Énigmatique présence gauloise

La migration de Celtes d’Europe occidentale dans les Balkans est attestée au cours des IIIᵉ et IIᵉ siècles av. J.-C. par les auteurs antiques. Des populations se déplacent à cette époque jusqu’à Delphes, en Grèce, et dans l’actuelle Bulgarie, Tylis était la capitale d’un royaume celte qui ne devait perdurer qu’une soixantaine d’années. Mais aucune étude historique ne fait état d’une installation des Celtes sur le territoire de Sboryanovo, située plus au nord, et de surcroit à une période plus ancienne : le char et l’attelage mis au jour sont datés du début du IIIᵉ siècle, voire de la fin du IVᵉ siècle av. J.-C, soit un siècle avant le début des migrations selon les sources historiques. Quel est le chemin parcouru par cet attelage, et quelle réalité laisse-t-il entrevoir ? Pour l’instant, les spécialistes ne peuvent qu’émettre des hypothèses à ce sujet.
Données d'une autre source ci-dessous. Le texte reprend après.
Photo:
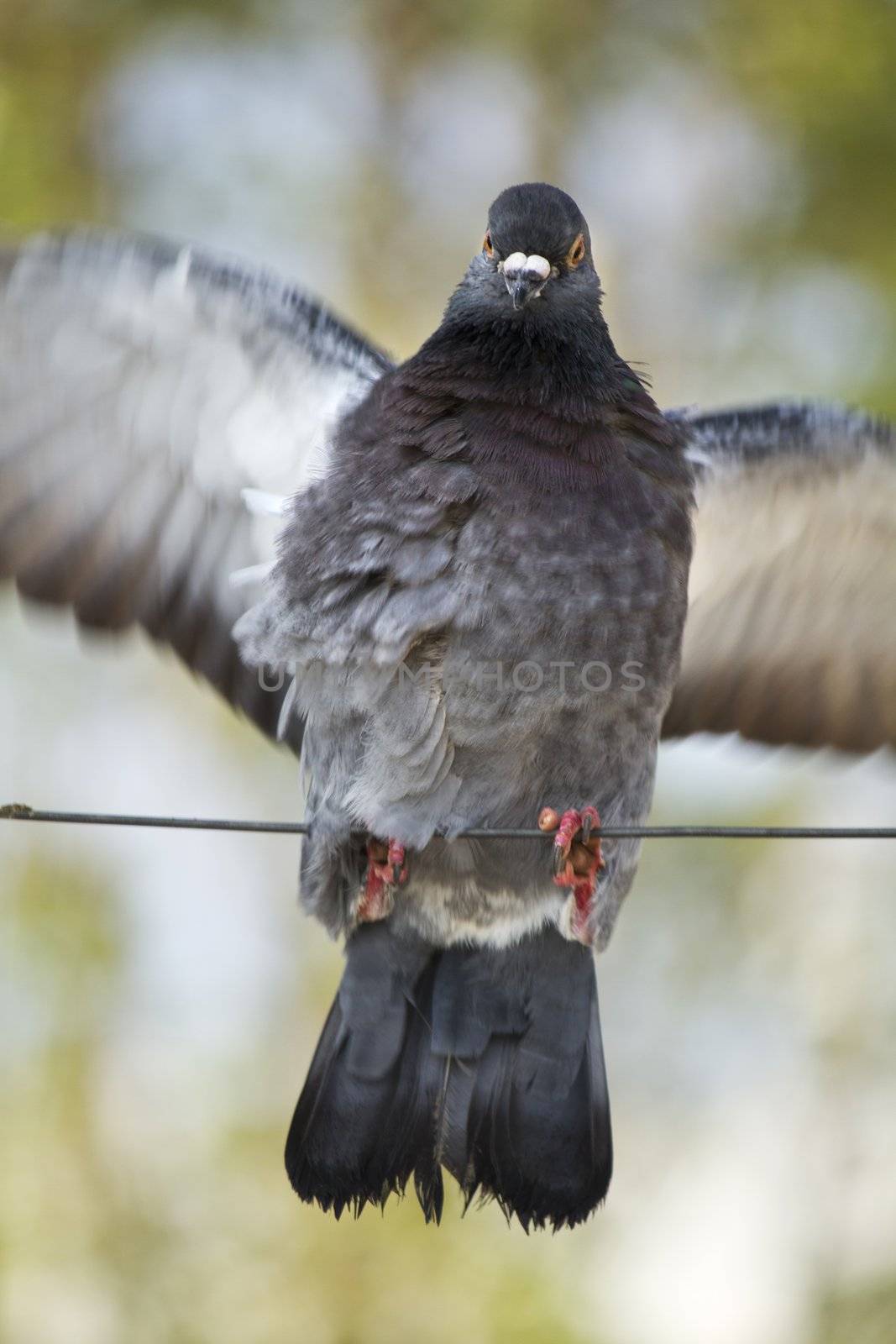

La découverte de sépultures de femmes celtes de haut rang et d’ornements funéraires typiques d’Europe occidentale sont des indices d’une installation gauloise pérenne, tout comme l’enclos quadrangulaire à fossés contenant du mobilier et des restes humains, daté de la fin du IIIᵉ siècle av. J.-C., et découvert en 2016 : « Ce type de structures, sans parallèle dans les Balkans, trouve de nombreux points de comparaisons en Europe occidentale, au sein notamment des sanctuaires à armes du nord du territoire gaulois. » L’éclairage archéologique apporte de nouveaux éléments de connaissance sur la région autant que sur la migration des Celtes d’Europe occidentale au Second âge du Fer. Les découvertes apportent aussi leur lot de questions. L’une d’elles échauffe les esprits : à l’instar de Tylis, Sboryanovo aurait-elle été une capitale gauloise en plein territoire thrace ? « Rien ne permet de l’affirmer, déclare Jordan Anastassov. Les indices archéologiques laissent penser que Sboryanovo était très probablement la capitale des Gètes, où des communautés celtiques se seraient installées pendant un laps de temps et selon des conditions encore à cerner ».